3 Tips to Improve your F&B Customer Service Recovery

customer service recovery F&B

Have you ever had a bad restaurant experience? How did the staff or managers react?

While I was researching for one of my food guides, I went all the way to the northern end of Singapore to try out a western grill restaurant. The place was packed, but the busy staff were still chirpy and told us to wait a moment while they prepared a table.

Eventually we were seated, and seeing such a slammed night, I also prepared for our ordered meal to arrive a tad slower. It took about 30 minutes for the food to arrive, which was expected, but something else happened- my buffalo chicken wings didn’t make it to the table.

To their credit, the staff did inform me that the fried stuff would take longer, so I didn’t enquire further, assuming the fried wings would come later. After we finished all our main courses, and the wings still did not arrive, I was starting to get vexed. So I approached one of the staff to check on the wings. He nodded and went off. 10 minutes pass, no reply, no wings.

I decided to approach the more senior looking manager instead, and asked about our wings again. He nodded, said he would check and promptly left. Another 10 minutes pass without us knowing the fate of our wings, which is when I decided to just get the check.

When I asked for the bill, only then did the manager inform me the wings I ordered 1 hr 5 minutes ago, was being fried and will be out very soon. I said it was ok and I just wanted the bill. But he insisted that the wings were being fried already and suggested I pack them away instead. Sure, that’s what I did, but the restaurant lost me as a repeat customer just because the staff insisted I pay for their $12 buffalo wings (food cost probably around $4), which the kitchen obviously forgot about. Was it worth it?

Oh, he did throw in an apology after we paid and packed the wings. But the blood in my head probably didn’t let me hear very well by then.

Here’s what the manager and staff could have done better:

1. Acknowledge and reply

If a guest asks about a missing dish or any other requirement like even a glass of water, staff should acknowledge the request, then come back with an answer. Are you still catching the chicken? Did you run out of water? Did the chef go on strike? We ask because we want an answer to what’s happening.

Yes, sometimes it gets really busy and there are a million things to do, but you can’t leave a customer’s request just hanging like that. People want to be heard, and being ignored is a sure-fire way to lose customers in the long term.

Always get back to the customer even after you’ve checked with the kitchen. We want to know something is being done.

2. Be honest

If a restaurant makes a mistake, own up. Be genuine and be candid to your guest.
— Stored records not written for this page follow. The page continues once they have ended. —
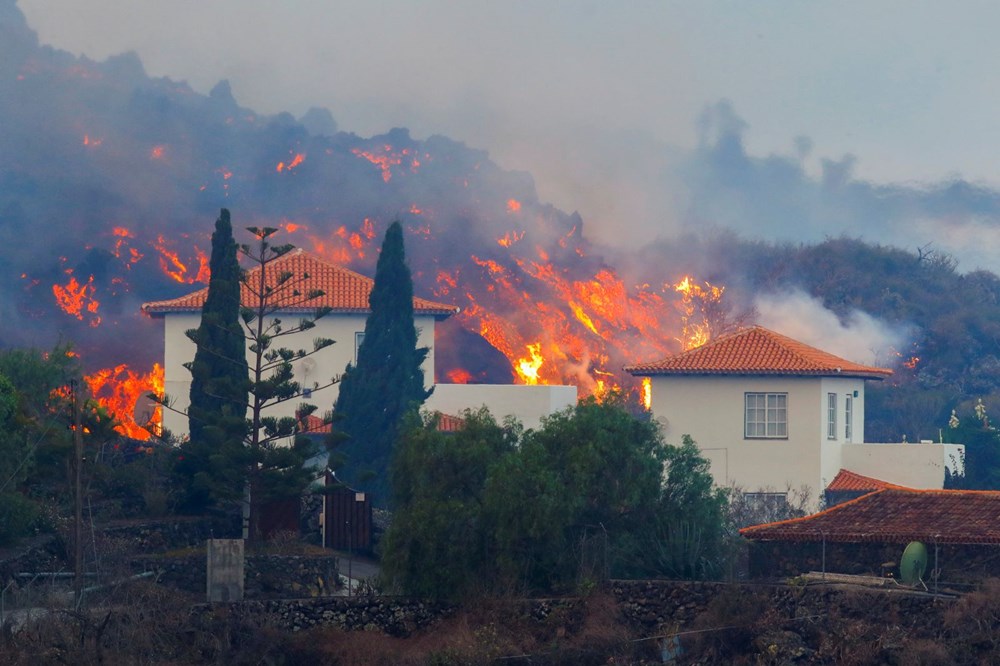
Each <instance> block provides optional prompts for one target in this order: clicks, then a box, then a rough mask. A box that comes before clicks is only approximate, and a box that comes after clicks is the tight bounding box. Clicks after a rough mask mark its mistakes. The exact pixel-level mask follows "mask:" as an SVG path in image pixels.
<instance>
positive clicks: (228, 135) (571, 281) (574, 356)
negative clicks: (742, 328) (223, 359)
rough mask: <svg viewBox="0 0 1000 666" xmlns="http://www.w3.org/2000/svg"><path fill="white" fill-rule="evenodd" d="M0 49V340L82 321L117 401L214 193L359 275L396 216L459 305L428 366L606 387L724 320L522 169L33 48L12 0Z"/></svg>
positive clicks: (466, 149)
In the scenario I experienced, the kitchen obviously misplaced the order and forgot all about my wings. But instead of owning up, they decided to pretend everything was hunky dory and still push out the wings instead.

Diners aren’t simpletons. If a dish doesn’t come together with all the other main dishes (with fine-dining as an exception), we know something went wrong. Trying to cover it up just makes it worst.

What the manger could have done is just admit they forgot about our order, apologize, and asked if I still wanted it. Honesty is the best policy.

3. Make up for your mistake; build a long-term relationship

When a restaurant makes a mistake most often accidentally, some customers will be nonchalant about it, while others will get piping mad. A verbal apology is expected, but why not go the extra mile and retain the customer by making up for it? If played right, even a short-tempered guest can be tamed.

There are limitless ways a restaurant can make their apology more sincere: a discount off the bill, a free dessert, waiving off certain dishes- the possibilities of appeasing the customer is limitless. And the cost to the restaurant is minimal, compared to the profits of long term customer loyalty they can get in return.

In my dining situation, if the manager had at least waived off my ‘lost and found’ chicken wings, I would have felt a lot less frustrated. Better yet, if they offered a small discount off the bill for making me wait, they would have still kept me as a customer because they made up for their mistake and I appreciate it.

It is most probably inexperience that make restaurants unable to deal with customer service recovery appropriately, and I hope this article provides some learning points for anyone in the service line.

If you are able to turn that customer frown into a smile, you’re going to retain a lot more customers, make a lasting impression and make a lot more profit. Don’t just think about the short term costs of compensating for a mistake, which is very marginal if you manage to convert a long term customer in the end. Spend that couple dollars for hundreds to thousands in return.